Did You Know?: Purdue Reactor No. 1
September 25, 2012
Jere Jenkins, Purdue
University Reactor No. 1 facility director. (Mark Simons/Purdue University
In the basement of Purdue's Electrical Engineering Building exists a curious sight: A 17-foot-deep, well-like structure filled with water and surrounded by equipment that seems straight out of science fiction.
The facility, however, is anything but make-believe. It's the Purdue University Reactor No. 1, or PUR-1, and it's been helping nuclear engineering students understand the intricacies of nuclear fission since 1962.
Located at the bottom of a pool that is 8 feet in diameter, the reactor's core is unimposing; it measures only about 1 foot wide by 1 foot long by 2 feet tall, says Jere Jenkins, PUR-1 facility director. However, because the reactor is built for research purposes and does not generate electricity, that small core will produce low levels of thermal energy indefinitely -- making it an invaluable resource for neutron analysis.
"The knowledge our students gain from working with PUR-1 is similar to the knowledge aviation students gain when they begin flying planes for the first time," Jenkins says.
"Students can only learn so much by studying formulas and textbooks. Putting them in front of our reactor is the best way for them to fully understand how nuclear fission works, just like flying planes is the best way for aviation students to understand how flight works."

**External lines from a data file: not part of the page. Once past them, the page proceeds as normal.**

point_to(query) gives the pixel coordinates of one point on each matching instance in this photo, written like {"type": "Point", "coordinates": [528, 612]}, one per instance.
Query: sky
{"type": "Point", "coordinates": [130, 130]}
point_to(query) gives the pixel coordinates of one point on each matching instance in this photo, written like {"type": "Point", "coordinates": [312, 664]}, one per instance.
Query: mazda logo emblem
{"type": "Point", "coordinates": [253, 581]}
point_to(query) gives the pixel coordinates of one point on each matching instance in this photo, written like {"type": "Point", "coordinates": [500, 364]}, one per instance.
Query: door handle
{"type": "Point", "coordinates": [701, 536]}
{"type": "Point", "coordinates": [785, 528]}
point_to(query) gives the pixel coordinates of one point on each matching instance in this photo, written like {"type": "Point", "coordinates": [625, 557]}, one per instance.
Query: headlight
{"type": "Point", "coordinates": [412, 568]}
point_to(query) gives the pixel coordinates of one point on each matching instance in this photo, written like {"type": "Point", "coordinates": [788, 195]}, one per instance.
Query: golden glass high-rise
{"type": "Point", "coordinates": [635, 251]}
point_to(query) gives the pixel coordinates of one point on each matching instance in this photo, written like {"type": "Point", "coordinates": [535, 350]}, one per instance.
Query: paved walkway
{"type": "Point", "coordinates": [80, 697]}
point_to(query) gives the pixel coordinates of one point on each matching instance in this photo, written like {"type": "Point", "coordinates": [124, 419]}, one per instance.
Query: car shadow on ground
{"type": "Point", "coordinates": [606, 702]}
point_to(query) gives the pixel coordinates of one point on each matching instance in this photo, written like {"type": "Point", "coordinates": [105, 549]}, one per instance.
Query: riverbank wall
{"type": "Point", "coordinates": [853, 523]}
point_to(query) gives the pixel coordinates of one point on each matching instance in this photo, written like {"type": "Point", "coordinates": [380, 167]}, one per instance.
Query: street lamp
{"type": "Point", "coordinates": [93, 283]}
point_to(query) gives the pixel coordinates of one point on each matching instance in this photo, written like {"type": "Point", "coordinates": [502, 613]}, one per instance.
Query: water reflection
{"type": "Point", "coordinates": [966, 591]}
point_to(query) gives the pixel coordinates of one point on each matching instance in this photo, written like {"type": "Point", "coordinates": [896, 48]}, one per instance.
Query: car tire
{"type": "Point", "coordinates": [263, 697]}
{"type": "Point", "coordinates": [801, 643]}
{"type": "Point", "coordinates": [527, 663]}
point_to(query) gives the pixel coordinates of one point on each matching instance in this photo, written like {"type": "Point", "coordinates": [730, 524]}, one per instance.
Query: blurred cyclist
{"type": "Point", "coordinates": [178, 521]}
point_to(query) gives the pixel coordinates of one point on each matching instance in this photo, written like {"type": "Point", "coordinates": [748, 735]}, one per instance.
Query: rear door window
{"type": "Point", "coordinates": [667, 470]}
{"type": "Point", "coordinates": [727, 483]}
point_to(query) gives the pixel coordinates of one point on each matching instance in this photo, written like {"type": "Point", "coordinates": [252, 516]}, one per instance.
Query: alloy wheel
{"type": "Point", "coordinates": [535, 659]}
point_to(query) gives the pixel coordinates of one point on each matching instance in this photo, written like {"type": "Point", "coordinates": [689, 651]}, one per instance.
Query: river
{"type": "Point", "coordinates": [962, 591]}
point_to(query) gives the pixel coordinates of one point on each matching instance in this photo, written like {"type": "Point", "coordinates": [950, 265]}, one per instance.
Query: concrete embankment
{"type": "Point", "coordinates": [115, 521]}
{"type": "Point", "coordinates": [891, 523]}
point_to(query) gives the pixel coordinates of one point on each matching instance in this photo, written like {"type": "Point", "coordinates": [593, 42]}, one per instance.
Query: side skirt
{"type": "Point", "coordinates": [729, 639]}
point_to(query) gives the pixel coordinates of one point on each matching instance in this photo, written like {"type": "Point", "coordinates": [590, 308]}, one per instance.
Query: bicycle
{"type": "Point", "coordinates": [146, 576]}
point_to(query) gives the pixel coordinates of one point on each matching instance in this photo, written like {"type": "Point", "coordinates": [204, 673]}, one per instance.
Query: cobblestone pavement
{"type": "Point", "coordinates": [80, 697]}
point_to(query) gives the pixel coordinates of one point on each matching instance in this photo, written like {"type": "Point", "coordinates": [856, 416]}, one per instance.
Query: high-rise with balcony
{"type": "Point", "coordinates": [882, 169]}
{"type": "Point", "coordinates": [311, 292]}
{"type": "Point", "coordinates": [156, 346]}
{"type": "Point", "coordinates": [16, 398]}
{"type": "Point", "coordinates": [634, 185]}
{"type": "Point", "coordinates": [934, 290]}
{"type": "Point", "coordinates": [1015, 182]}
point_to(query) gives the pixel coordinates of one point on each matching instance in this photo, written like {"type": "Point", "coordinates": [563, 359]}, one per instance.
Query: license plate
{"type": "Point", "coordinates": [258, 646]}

The U.S. Nuclear Regulatory Commission has licensed PUR-1 to produce up to one kilowatt of thermal energy, which is about the energy household toasters or hair driers — or about 10 100-watt light bulbs — typically emit. To produce this energy, the reactor adds neutrons to unstable, radioactive uranium nuclei. These nuclei then break apart and release energy in a process that students can measure and study.

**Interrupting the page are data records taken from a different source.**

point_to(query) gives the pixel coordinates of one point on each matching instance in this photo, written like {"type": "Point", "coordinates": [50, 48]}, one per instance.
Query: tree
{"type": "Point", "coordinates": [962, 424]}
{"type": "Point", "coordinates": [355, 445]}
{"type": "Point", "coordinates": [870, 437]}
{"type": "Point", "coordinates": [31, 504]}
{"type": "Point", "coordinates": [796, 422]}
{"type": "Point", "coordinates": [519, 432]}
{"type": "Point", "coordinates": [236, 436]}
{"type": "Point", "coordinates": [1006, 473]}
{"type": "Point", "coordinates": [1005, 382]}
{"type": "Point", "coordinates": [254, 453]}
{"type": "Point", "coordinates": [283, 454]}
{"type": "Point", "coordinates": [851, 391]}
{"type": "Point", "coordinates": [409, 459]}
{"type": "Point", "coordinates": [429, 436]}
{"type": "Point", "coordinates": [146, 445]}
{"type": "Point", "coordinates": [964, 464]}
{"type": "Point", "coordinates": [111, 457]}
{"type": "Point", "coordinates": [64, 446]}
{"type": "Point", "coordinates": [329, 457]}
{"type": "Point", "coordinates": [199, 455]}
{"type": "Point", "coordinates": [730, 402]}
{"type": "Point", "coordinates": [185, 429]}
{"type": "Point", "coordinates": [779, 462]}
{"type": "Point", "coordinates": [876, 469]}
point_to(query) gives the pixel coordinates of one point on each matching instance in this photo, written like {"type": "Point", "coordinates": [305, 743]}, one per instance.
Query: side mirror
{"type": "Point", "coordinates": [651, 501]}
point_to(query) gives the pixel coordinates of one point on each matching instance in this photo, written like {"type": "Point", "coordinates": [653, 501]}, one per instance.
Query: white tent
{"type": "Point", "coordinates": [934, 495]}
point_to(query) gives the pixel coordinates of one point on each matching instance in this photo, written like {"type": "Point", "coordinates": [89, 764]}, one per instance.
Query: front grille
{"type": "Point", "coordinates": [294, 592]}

The School of Nuclear Engineering contains about 120 undergraduates and 60 graduate students, and all of them make use of the reactor before graduating, Jenkins says. The reactor is particularly useful to those students who plan careers in the nuclear power industry. Nuclear power plants function much like PUR-1 does, except they produce much more energy. That energy then is used to boil water, which moves turbines and results in electricity generation.
One of 31 non-power-producing reactors in the country, PUR-1 is due for an upgrade soon. This spring, the school received a $1.25 million U.S. Department of Energy grant to replace the reactor's instrumentation and control equipment, which dates to the 1960s. In addition, Jenkins says, the school has requested permission from the Nuclear Regulatory Commission to produce up to 12 kilowatts of thermal energy. A decision is expected next year.
The additional energy output, while still not approaching what would be necessary to generate electricity, would open the door to new areas of nuclear research, Jenkins says. For example, agronomy researchers could irradiate pollen or seeds to study and manipulate gene sequencing.
In addition to its research purposes, the reactor is a powerful learning tool for local high school students, Jenkins says. Each spring, local science classes are invited to spend a day on campus learning about the reactor, participating in neutron analysis and listening to a lecture Jenkins gives.
Jenkins also conducts regular tours of the reactor for local groups, which typically consist of civic organizations and students. Each year, 1,600 to 1,800 visitors tour the reactor's facilities, Jenkins says.
"Having our small nuclear reactor here on Purdue is a huge benefit not only to our students, but also to the surrounding schools and community," Jenkins says.
"We hope that by sharing our resource, we'll be able to introduce the concept of nuclear fission to a whole new generation of young scientists -- and to those who are simply curious about the field of nuclear engineering."